The book has interesting aspects. There’s an anti-gravity material called “Furloy”, for Houghton Furlong’s Alloy, I suppose. Du Bois imagines a few interesting uses for an anti-gravity material, but really doesn’t stretch the idea very far. It seems instantly obvious that such a material could be used to power a reactionless space travel vehicle. Maybe Cavorite has already cornered that market.
The casual, unethical, human experimentation that Peter Graves (the character) and Furlong undertake is shocking to my modern sensibility. If Furlong had weighted the anti-gravity harness incorrectly, Graves could easily have died by leaving earth’s atmosphere.
Furloy is Flubber?!?
Once, I managed to convince my dad to take me to (as I recall) a midnight-movie showing of Son of Flubber. I really don’t know how I managed that - my dad was very determined to “get enough sleep”, and kept to a rigid eating and sleeping schedule. I do remember that Son of Flubber was side-splittingly funny.
Some years later, I was able to watch Disney’s Absent Minded Professor, which is the first of the two “Flubber” movies.
Reading Peter Graves immediately reminded me of the flubber movies. Houghton Furlong could certainly be the model for Fred MacMurray’s “Ned Brainerd” character. Unfortunately, Wikipedia gives a short story called A Situation of Gravity credit for inspiring the flubber movies.
Signature inside cover
I got a used copy of Peter Graves. Apparently “Alexander DeConde” used to own what’s now my copy:
I can only find one Alexander DeConde (1920 - 2016) on the web, who was a historian of US diplomacy. DeConde would have been age 30 when my copy of Peter Graves was printed (1950), which seems a little old, but is still plausible.

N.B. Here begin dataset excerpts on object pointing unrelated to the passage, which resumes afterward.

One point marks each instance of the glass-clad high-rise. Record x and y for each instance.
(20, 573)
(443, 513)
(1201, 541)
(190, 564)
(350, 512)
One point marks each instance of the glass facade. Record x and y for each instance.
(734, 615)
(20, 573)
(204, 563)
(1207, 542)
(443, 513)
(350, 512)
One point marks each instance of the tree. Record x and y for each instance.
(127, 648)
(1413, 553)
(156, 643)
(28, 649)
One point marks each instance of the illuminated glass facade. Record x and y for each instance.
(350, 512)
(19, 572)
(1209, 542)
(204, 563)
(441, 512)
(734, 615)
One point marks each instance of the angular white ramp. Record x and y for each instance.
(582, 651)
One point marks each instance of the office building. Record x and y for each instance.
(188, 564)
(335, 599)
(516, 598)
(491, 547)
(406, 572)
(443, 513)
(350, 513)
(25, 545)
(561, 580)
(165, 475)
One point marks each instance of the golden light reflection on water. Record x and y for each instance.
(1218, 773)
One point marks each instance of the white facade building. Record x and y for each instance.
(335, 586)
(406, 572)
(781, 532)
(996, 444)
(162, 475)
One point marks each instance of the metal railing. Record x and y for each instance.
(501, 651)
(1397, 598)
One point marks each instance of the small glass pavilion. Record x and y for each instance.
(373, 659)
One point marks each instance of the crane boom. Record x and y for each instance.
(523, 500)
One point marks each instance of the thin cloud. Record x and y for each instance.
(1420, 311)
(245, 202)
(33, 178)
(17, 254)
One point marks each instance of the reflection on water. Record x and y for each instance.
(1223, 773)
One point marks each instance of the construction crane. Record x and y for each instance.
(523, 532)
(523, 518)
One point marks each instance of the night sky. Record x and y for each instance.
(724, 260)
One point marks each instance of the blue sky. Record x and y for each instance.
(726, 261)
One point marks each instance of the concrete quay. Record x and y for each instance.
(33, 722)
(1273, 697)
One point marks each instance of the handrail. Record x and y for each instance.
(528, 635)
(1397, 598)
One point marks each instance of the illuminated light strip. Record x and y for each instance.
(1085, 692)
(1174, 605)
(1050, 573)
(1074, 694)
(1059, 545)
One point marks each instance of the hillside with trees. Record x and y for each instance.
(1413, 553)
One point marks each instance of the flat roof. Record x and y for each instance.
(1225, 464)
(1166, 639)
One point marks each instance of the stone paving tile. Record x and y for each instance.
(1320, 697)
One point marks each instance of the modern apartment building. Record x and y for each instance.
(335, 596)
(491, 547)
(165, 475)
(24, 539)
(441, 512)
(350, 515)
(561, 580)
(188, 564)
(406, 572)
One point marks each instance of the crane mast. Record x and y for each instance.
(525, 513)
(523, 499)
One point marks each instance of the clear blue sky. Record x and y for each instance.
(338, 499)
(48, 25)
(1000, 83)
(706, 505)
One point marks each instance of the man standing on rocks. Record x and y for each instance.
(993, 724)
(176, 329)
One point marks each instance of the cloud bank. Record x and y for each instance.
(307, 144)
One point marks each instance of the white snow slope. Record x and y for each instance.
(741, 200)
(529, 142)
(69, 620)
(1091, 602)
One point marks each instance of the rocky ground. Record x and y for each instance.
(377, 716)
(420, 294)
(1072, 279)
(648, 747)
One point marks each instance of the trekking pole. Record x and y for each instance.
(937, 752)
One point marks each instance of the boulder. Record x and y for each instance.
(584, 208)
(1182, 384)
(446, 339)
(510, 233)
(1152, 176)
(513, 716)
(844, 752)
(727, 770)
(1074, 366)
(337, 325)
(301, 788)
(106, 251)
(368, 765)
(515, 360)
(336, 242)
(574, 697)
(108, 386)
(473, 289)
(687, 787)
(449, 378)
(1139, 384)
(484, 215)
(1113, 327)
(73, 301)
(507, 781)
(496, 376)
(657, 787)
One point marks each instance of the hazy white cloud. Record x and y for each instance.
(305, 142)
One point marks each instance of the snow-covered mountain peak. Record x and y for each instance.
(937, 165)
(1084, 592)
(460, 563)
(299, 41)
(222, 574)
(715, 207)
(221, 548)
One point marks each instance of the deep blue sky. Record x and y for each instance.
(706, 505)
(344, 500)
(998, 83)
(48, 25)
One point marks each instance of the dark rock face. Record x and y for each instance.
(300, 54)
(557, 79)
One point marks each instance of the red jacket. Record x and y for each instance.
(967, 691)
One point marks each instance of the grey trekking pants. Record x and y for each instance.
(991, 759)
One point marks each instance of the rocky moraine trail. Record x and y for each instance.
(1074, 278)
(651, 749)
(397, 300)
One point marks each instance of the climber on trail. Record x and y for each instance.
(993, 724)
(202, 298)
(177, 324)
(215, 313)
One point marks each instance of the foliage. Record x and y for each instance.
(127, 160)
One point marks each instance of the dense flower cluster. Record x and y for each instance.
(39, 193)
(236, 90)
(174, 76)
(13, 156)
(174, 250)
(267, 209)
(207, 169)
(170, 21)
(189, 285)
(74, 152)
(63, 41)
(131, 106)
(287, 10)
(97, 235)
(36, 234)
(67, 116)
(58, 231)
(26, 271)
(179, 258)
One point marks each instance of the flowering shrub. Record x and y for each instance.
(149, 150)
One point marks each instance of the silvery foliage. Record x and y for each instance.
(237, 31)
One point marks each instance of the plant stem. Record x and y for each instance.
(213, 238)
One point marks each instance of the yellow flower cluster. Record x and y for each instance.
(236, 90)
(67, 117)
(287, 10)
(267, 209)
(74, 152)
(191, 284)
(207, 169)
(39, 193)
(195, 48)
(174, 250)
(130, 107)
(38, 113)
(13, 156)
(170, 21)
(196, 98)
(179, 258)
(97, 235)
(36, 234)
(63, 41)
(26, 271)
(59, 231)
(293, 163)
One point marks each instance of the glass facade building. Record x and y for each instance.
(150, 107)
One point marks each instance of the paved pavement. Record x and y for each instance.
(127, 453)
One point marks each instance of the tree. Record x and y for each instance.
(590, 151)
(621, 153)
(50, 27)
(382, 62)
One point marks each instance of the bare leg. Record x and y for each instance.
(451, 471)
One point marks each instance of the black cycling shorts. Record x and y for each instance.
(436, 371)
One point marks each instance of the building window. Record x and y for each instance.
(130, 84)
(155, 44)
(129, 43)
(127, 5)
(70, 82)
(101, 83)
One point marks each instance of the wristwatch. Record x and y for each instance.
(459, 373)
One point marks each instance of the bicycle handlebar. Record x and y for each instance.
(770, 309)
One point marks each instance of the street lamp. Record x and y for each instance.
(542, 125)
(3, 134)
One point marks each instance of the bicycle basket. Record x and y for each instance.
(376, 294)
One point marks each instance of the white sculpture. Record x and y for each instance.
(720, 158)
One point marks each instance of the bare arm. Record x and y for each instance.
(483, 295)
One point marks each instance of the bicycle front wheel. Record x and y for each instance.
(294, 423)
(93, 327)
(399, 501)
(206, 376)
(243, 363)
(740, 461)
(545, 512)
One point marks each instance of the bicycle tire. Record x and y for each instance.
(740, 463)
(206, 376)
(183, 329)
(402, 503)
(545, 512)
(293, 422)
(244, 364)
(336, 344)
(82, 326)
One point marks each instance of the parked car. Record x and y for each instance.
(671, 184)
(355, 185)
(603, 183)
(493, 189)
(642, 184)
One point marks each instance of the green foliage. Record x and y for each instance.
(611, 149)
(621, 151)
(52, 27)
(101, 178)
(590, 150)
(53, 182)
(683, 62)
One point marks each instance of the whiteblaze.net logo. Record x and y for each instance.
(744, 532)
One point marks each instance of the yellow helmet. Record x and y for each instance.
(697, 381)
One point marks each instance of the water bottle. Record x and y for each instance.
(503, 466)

It’s possible DeConde knew du Bois, but there’s no obvious connection. In 1950, DeConde was teaching at Whittier College in southern California. Looks like du Bois was mainly an East Coast upper crust intellectual. Both du Bois and DeConde were combatants in WW2, du Bois in the US Army, DeConde in the US Navy. DeConde seems to have spent most of his life in California, du Bois on the east coast and in France. Du Bois lived from 1916 to 1993, they were contemporaries.
I judge it plausible, but unlikely, that DeConde the historian previously owned my copy of this book.